Anti-TNF therapy is the most effective treatment for inducing and maintaining remission, with FDA-approved agents including infliximab, adalimumab, and certolizumab pegol.[28] It blocks the inflammatory protein TNF and induces cell death in activated T cells.[30] Responses may occur within a week, but full effects can take up to six weeks. Loss of response can happen due to the development of antidrug antibodies, necessitating a switch in agents or drug classes. Anti-TNF agents are often combined with thiopurines or methotrexate to minimize antibody development.
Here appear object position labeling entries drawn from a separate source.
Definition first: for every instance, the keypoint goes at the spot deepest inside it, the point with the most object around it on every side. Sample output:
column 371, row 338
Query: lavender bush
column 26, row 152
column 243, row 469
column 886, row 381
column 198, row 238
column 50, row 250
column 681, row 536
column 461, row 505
Side effects include injection-site reactions, a higher risk of infection, a slight increase in melanoma risk, and rare cases of cytopenias and liver toxicity.[28]
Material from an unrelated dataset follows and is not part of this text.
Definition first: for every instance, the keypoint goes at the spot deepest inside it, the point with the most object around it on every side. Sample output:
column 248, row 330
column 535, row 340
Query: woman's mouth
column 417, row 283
Vedolizumab is the first treatment designed specifically for the gut in moderate to severe Crohn's disease. It blocks the molecule α4β7 that helps white blood cells enter the gut, reducing inflammation. Unlike natalizumab, it does not carry a risk of the serious brain infection PML. While vedolizumab can induce remission, it works slowly, taking about 12 weeks to show effects, and its overall effectiveness is limited. However, patients who respond well can maintain remission for up to a year. Since it specifically targets the gut, it does not significantly increase the risk of serious side effects or infections, except for mild nasal infections.[28]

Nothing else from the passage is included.